Constructing efficient spatial sampling designs is important for monitoring, understanding and characterizing environmental processes acting over large-scale spatial domain. Multiple types of devices can accomplish informative sampling in various ways, and time and computational limitations should be considered too. In-situ sampling is often accurate, but it tends to be very sparse in the vast spatial areas considered for mapping purposes, and careful constructions of experimental sampling designs are needed. A criterion for mapping spatial presence-absence variables is presented. The expected integrated Bernoulli variance criterion is used in order to explore regions with more uncertainty about the binary outcomes. This approach uses a hierarchical Bayesian logistic regression model for the binary variable and develops approximate closed form expressions for the expected integrated Bernoulli variance. The approximations are fast to compute for many designs. The expressions are extended to find adaptive designs in the setting of sequential spatial exploration, where there are limited computation resources and operational time restrictions.

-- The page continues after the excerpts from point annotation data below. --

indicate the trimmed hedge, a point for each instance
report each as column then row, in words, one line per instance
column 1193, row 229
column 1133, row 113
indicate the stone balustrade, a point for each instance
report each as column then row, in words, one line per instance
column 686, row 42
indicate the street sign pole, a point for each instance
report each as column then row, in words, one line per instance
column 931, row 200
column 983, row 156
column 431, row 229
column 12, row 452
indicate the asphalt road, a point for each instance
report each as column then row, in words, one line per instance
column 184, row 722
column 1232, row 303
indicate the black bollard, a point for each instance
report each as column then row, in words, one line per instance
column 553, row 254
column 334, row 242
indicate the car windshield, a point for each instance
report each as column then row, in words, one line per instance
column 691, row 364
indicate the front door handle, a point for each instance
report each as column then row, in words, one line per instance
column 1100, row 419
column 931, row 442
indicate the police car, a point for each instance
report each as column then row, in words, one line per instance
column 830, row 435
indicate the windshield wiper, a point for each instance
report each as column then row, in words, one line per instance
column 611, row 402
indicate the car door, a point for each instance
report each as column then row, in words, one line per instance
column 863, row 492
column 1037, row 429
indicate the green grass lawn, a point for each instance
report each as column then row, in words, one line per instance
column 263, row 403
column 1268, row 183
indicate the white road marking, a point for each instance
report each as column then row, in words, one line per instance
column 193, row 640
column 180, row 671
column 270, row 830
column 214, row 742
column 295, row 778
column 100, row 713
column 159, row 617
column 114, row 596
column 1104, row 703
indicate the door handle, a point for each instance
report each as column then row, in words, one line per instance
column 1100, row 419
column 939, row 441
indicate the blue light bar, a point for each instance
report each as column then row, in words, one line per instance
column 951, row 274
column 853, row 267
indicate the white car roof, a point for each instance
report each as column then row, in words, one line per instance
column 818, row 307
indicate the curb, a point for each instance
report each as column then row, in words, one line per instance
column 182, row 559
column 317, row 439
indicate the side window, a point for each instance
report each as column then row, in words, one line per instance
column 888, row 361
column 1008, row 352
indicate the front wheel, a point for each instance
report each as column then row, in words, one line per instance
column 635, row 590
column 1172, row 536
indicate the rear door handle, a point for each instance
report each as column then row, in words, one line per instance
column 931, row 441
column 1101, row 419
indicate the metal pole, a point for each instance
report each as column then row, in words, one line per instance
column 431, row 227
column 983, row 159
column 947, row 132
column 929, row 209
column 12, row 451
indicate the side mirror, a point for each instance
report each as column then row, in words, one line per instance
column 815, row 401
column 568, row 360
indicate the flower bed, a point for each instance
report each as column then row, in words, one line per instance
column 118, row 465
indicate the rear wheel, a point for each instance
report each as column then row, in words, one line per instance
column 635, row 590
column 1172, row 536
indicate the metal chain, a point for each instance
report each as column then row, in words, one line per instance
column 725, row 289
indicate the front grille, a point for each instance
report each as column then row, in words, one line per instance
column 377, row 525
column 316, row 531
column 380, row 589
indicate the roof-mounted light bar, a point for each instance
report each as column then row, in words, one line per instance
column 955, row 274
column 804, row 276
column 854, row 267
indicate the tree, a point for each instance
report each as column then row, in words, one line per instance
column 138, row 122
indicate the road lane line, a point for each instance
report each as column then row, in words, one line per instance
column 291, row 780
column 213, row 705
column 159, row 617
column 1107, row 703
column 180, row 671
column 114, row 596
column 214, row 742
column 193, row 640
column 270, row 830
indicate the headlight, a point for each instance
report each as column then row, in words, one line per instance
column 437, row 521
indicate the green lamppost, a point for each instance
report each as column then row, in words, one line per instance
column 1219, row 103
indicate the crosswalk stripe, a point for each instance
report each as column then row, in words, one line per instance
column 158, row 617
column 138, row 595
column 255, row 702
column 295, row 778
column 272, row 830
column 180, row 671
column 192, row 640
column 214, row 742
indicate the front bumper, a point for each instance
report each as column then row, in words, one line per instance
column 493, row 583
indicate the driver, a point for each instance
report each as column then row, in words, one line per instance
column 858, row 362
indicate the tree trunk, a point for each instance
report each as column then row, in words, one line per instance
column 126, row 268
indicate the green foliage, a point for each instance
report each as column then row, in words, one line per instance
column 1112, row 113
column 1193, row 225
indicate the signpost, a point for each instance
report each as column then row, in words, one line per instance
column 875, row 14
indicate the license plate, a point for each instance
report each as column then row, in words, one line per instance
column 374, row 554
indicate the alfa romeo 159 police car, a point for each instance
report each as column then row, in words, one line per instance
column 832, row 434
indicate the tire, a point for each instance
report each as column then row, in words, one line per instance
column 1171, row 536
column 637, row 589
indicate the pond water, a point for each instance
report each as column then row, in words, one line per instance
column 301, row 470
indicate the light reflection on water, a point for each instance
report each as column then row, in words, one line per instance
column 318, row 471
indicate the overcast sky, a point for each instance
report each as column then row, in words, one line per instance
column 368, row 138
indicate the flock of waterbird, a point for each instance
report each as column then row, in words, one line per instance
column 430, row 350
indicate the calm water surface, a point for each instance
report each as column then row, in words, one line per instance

In simulation studies the approximations are compared with tedious Monte Carlo sampling methods. Approximations are shown to be accurate and to work for a large spatial grid. An application in benthic habitat mapping is presented. It considers a coral dataset from Australia to demonstrate the suggested sampling design approach.

Suggested Citation

  • Anyosa, Susan & Eidsvik, Jo & Pizarro, Oscar, 2023. "Adaptive spatial designs minimizing the integrated Bernoulli variance in spatial logistic regression models - with an application to benthic habitat mapping," Computational Statistics & Data Analysis, Elsevier, vol. 179(C).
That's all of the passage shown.